米 J&Jワクチン接種の一時停止求める “血栓症”の複数報告で

アメリカCDC=疾病対策センターとFDA=食品医薬品局は、13日、共同で声明を発表し、製薬大手ジョンソン・エンド・ジョンソンの新型コロナウイルスワクチンを接種した人の中でまれな血栓症の患者が複数報告されたとして、調査を終えるまで各州にこのワクチンの接種を一時停止するよう求めました。

ジョンソン・エンド・ジョンソンのワクチンはことし2月にFDAから緊急使用が許可され、これまでにアメリカで680万回以上接種されています。

CDCとFDAは13日、共同で声明を発表し、アメリカ国内でこのワクチンを接種した人の中で、脳の静脈に血栓ができる、まれな種類の血栓症の報告が6例あったことを明らかにしました。

患者は18歳から48歳のいずれも女性で、接種後6日後から13日後に発症したということです。

また、血液の成分の1つ、血小板が減っていたということです。

血小板の減少は、イギリスの製薬大手アストラゼネカなどが開発した新型コロナウイルスワクチンを接種したあとに血栓が確認された患者でも報告されています。

CDCは14日、このワクチンについての緊急の専門家会議を開き、これらの症例について検討するほか、FDAも分析を行うことにしていて、接種を行う各州に対し、これらの調査が終わるまで、このワクチンの接種を一時、停止するよう求めています。

FDAの幹部は電話で会見し「アメリカにとってワクチンの安全は最優先の事柄で、深刻に受け止めているがこれらの症状は極めてまれだと考えている」と話しています。

一方、ジョンソン・エンド・ジョンソンは、今回の措置を受けて「私たちは製品を使う人の安全と安心を最優先に考えている。
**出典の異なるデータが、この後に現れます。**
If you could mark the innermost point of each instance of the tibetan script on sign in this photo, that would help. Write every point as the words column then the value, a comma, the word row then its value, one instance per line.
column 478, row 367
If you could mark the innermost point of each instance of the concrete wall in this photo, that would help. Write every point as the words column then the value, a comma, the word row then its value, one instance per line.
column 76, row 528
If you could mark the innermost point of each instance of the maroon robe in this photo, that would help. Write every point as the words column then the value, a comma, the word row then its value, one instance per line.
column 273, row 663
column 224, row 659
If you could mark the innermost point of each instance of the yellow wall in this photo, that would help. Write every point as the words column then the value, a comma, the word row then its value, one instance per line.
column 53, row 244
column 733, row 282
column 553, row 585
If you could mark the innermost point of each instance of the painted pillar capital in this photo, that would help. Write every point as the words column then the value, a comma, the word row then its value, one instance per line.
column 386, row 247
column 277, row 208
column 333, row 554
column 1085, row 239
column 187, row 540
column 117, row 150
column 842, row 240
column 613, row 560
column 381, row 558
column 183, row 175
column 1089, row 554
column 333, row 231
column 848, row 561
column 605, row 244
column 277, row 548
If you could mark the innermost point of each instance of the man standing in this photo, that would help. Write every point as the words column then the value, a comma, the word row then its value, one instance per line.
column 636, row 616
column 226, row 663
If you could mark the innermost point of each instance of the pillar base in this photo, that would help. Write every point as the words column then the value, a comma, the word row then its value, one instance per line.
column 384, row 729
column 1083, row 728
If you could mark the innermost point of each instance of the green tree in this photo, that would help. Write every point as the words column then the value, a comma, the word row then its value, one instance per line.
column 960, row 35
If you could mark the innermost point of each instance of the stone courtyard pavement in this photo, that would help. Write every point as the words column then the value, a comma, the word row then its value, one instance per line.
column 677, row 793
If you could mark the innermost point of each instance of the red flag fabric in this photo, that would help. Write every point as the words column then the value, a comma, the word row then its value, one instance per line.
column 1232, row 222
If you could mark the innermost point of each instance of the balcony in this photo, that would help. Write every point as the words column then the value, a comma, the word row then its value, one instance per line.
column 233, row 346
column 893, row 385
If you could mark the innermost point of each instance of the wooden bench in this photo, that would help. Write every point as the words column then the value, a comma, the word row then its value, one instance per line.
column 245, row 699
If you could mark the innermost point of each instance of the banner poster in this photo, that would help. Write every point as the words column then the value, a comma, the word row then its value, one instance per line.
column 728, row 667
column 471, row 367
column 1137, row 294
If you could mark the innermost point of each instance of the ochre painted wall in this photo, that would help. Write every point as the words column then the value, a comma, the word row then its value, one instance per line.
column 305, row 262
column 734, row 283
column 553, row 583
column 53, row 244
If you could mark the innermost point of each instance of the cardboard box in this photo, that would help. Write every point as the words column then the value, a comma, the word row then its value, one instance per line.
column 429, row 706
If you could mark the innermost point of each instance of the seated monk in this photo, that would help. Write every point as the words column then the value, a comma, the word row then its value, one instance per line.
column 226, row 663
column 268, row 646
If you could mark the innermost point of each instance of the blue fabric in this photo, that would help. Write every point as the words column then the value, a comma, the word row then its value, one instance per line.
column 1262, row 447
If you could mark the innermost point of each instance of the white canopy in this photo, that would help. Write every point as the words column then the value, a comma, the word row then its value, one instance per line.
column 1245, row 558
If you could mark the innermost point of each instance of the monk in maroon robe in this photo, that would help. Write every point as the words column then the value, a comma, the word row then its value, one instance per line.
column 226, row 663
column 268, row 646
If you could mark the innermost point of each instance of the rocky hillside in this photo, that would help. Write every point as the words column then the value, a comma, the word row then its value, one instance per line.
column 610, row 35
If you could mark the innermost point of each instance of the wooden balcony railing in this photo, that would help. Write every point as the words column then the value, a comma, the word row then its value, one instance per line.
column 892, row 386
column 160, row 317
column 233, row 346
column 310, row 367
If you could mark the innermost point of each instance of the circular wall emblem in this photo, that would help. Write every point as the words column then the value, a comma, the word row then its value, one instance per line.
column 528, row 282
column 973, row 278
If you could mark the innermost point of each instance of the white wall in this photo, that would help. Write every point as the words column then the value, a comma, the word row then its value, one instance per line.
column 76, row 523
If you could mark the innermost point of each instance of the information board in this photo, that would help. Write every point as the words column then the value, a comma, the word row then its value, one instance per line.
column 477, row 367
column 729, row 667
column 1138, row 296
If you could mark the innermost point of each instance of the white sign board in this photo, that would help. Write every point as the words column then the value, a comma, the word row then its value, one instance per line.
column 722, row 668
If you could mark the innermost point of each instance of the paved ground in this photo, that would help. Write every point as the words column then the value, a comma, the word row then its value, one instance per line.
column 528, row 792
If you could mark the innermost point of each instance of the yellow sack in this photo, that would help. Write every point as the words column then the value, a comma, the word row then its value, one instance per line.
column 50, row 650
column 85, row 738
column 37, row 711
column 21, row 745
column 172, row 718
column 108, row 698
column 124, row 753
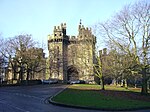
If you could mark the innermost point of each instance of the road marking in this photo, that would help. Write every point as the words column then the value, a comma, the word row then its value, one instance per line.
column 17, row 108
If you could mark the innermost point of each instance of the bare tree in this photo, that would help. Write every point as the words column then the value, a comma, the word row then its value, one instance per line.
column 22, row 55
column 129, row 31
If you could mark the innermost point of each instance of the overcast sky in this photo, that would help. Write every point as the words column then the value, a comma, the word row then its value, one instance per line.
column 38, row 17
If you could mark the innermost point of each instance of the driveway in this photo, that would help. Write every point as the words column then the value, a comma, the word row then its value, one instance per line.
column 33, row 99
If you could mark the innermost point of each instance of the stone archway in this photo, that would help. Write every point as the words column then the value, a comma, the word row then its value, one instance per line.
column 72, row 73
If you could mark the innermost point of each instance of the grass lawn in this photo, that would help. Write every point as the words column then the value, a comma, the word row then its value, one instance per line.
column 112, row 98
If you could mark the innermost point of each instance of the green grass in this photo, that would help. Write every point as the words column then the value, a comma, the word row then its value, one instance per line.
column 89, row 95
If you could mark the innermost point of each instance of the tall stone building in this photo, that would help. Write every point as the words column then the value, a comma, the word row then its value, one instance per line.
column 71, row 57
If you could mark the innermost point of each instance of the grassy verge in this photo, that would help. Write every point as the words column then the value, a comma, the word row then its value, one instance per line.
column 91, row 96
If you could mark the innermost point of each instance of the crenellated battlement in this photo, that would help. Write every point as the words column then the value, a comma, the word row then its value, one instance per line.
column 67, row 50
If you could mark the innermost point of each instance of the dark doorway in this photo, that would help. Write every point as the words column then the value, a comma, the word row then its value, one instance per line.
column 72, row 73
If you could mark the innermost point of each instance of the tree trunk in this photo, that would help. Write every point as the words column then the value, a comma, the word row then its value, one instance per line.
column 102, row 83
column 28, row 73
column 144, row 82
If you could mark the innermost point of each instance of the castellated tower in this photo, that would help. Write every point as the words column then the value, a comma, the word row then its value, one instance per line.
column 71, row 57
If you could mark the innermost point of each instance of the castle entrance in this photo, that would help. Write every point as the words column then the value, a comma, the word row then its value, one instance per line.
column 72, row 73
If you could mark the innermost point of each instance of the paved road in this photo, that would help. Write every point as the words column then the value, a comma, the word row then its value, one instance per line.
column 32, row 99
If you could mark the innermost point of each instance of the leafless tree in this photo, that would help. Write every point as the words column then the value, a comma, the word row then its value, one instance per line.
column 129, row 31
column 22, row 55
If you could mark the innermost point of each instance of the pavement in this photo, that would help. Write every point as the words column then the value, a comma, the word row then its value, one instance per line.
column 35, row 99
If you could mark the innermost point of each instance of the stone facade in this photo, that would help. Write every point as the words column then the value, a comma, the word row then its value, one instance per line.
column 71, row 57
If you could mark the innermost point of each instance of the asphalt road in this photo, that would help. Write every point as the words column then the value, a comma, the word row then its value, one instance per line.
column 33, row 99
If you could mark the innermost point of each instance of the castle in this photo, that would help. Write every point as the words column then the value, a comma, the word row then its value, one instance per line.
column 71, row 57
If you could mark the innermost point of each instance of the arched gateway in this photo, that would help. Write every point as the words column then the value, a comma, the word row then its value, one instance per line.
column 72, row 73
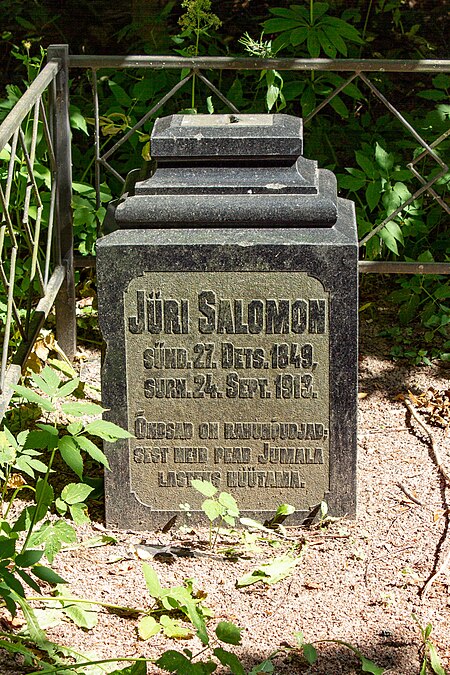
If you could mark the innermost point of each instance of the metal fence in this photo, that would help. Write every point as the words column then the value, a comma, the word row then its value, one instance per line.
column 45, row 276
column 358, row 69
column 36, row 270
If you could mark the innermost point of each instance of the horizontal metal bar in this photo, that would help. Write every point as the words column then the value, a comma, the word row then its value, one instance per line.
column 26, row 102
column 82, row 261
column 394, row 267
column 242, row 63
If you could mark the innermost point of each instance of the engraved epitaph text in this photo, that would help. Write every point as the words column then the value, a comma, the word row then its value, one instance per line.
column 228, row 381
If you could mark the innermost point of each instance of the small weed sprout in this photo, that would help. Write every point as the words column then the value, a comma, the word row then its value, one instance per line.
column 222, row 508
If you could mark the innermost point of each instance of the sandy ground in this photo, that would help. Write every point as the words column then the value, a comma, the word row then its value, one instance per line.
column 357, row 581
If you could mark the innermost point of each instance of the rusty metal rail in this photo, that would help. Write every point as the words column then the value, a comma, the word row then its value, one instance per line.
column 29, row 192
column 41, row 116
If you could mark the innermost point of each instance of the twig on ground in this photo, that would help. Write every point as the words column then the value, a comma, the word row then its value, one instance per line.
column 409, row 494
column 443, row 471
column 433, row 442
column 431, row 580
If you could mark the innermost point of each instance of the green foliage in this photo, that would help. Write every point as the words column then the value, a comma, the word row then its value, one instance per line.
column 170, row 602
column 310, row 654
column 430, row 657
column 222, row 507
column 321, row 33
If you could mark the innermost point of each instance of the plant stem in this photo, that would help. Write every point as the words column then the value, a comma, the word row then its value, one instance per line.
column 60, row 598
column 39, row 502
column 217, row 533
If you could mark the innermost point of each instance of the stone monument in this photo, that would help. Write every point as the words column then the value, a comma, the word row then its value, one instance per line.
column 228, row 305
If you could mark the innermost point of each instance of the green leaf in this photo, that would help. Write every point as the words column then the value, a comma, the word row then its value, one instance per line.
column 391, row 234
column 326, row 44
column 47, row 574
column 433, row 95
column 28, row 558
column 81, row 614
column 108, row 431
column 366, row 164
column 77, row 120
column 33, row 397
column 279, row 25
column 174, row 662
column 173, row 628
column 204, row 487
column 435, row 661
column 71, row 454
column 228, row 632
column 310, row 653
column 212, row 509
column 442, row 292
column 120, row 94
column 269, row 573
column 339, row 106
column 139, row 668
column 337, row 40
column 147, row 627
column 373, row 194
column 385, row 160
column 80, row 408
column 229, row 502
column 371, row 667
column 74, row 493
column 264, row 667
column 36, row 634
column 44, row 498
column 313, row 44
column 88, row 446
column 351, row 182
column 226, row 658
column 7, row 547
column 67, row 388
column 441, row 81
column 151, row 581
column 74, row 428
column 53, row 536
column 29, row 580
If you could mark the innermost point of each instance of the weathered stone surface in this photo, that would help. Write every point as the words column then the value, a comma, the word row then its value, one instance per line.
column 221, row 387
column 216, row 173
column 231, row 353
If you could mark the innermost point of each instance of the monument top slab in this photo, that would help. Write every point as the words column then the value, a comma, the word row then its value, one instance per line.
column 227, row 136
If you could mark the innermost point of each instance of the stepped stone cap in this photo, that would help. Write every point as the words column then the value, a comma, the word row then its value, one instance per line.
column 235, row 135
column 228, row 171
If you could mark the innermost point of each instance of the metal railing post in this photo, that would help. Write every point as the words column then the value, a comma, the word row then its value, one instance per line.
column 65, row 300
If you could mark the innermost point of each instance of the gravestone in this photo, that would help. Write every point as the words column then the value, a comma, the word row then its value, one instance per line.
column 228, row 305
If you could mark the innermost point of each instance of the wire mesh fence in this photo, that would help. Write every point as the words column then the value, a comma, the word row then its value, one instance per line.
column 36, row 234
column 33, row 196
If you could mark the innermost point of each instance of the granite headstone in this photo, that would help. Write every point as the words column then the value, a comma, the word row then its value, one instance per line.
column 228, row 305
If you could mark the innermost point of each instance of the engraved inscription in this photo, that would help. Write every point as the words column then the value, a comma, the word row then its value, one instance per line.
column 228, row 381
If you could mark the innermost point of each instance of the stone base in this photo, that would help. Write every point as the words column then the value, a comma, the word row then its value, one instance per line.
column 232, row 356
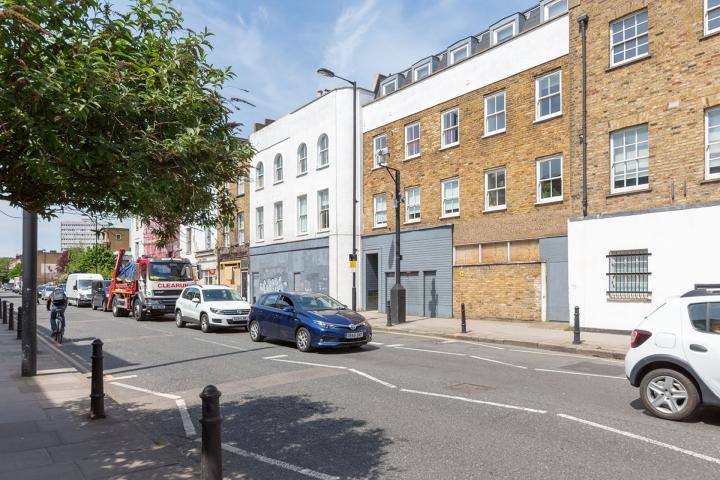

医療の専門家や保健当局と連携しつつ、医療従事者や国民に情報を公開していく」とコメントしています。

加藤官房長官「厚生労働省でも情報収集」

加藤官房長官は午前の記者会見で「現在、厚生労働省でも情報収集を図っている。日本では今、国内の治験が実施されており、承認に向けての準備中と承知しているが、申請がなされれば、国内で医薬品の審査を行うPMDA=医薬品医療機器総合機構で、今回の情報も含めた最新の科学的知見に基づき、安全性、有効性を判断していくことになると思う」と述べました。